I exhaled slowly. My shoulders relaxing slightly in a way I hadn’t noticed all day. He glanced at me like he was making sure I was okay. “I tried to make a plan,” I said. My voice was quiet, but steady.

“What kind of plan?”

“Distance.”

He didn’t react, he just listened. “Professional boundaries. Reduced interaction. All of it.”

“And?”

“I couldn’t finish it.”

That got a small shift from him. More like understanding. “Why not?” he asked.

I stared straight ahead at nothing in particular, because looking at him made this harder to say. “Because it didn’t feel real. I kept writing things that made sense,” I continued. “Things I should do. Things that would make this easier.”

“And?”

“And none of them felt right.” I let out a quiet breath. “Because they all assumed something that isn’t true anymore.”

He turned his head slightly, looking at me more directly now. “What’s that?”

“That this doesn’t matter.”

The words settled between us, because they were true. I meant them. And because saying them out loud changed something. He didn’t respond immediately. He didn’t rush to fill the silence like he understood the weight of it like he wasn’t going to minimize it by reacting too quickly. “I don’t know what this is,” I admitted. “But I know I don’t want to ignore it.” That was new.
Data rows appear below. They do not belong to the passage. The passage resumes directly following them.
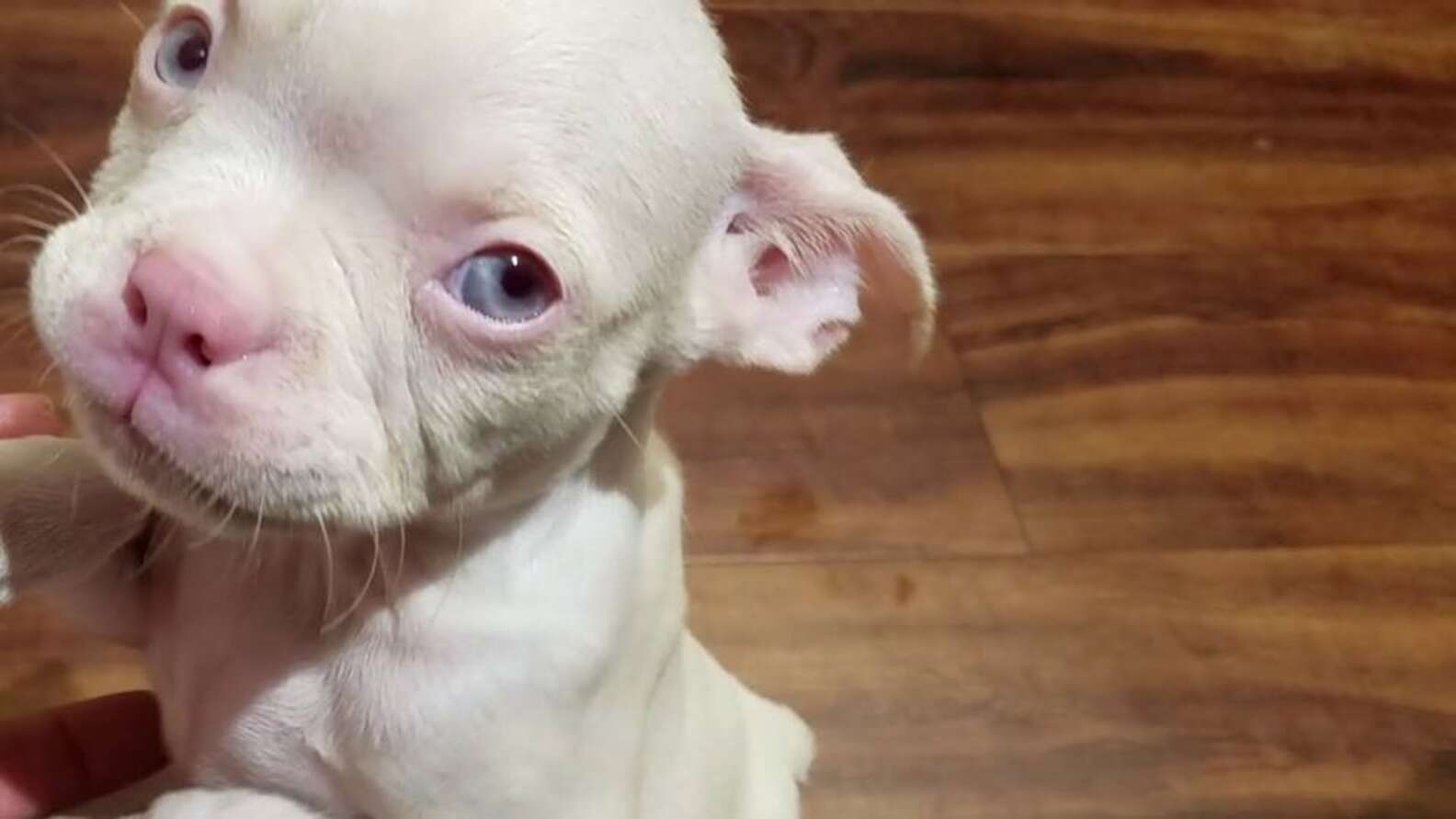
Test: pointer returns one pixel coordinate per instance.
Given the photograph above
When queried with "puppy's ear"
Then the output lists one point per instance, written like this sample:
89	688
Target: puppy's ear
778	283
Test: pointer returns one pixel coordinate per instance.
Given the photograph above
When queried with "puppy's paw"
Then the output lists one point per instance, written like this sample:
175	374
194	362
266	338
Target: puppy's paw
226	804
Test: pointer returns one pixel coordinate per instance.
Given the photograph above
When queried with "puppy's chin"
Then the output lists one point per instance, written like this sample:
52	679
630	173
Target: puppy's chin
251	503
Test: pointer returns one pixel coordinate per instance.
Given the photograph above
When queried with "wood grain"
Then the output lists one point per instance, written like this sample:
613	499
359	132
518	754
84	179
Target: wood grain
1277	685
1199	313
1194	256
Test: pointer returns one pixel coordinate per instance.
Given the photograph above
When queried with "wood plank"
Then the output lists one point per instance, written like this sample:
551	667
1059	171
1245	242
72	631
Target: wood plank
1218	401
871	457
1022	129
1271	685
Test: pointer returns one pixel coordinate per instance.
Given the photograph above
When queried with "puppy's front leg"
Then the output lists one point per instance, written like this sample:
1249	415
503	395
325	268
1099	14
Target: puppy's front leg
63	529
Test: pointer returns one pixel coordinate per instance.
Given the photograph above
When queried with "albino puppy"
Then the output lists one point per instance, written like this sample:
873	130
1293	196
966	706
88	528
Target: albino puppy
364	331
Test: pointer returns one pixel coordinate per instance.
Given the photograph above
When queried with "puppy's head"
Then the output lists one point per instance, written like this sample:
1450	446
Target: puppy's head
351	259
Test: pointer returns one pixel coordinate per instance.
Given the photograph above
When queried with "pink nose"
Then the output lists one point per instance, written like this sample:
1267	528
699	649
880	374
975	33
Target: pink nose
188	318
That was the part I hadn’t said before. The part I hadn’t fully allowed myself to acknowledge. And now that it was out. There was no taking it back.

He exhaled slowly beside me. “Okay,” he said. And something in my chest loosened, because I didn’t need him to define it. I didn’t need him to fix it. I just needed him to understand that I wasn’t running.

We sat there for a while. I didn’t feel like I was balancing two separate worlds. I didn’t feel like I had to choose between control and chaos. I felt at ease, because this choice, this quiet, unplanned, completely illogical choice, was the first one that felt entirely mine.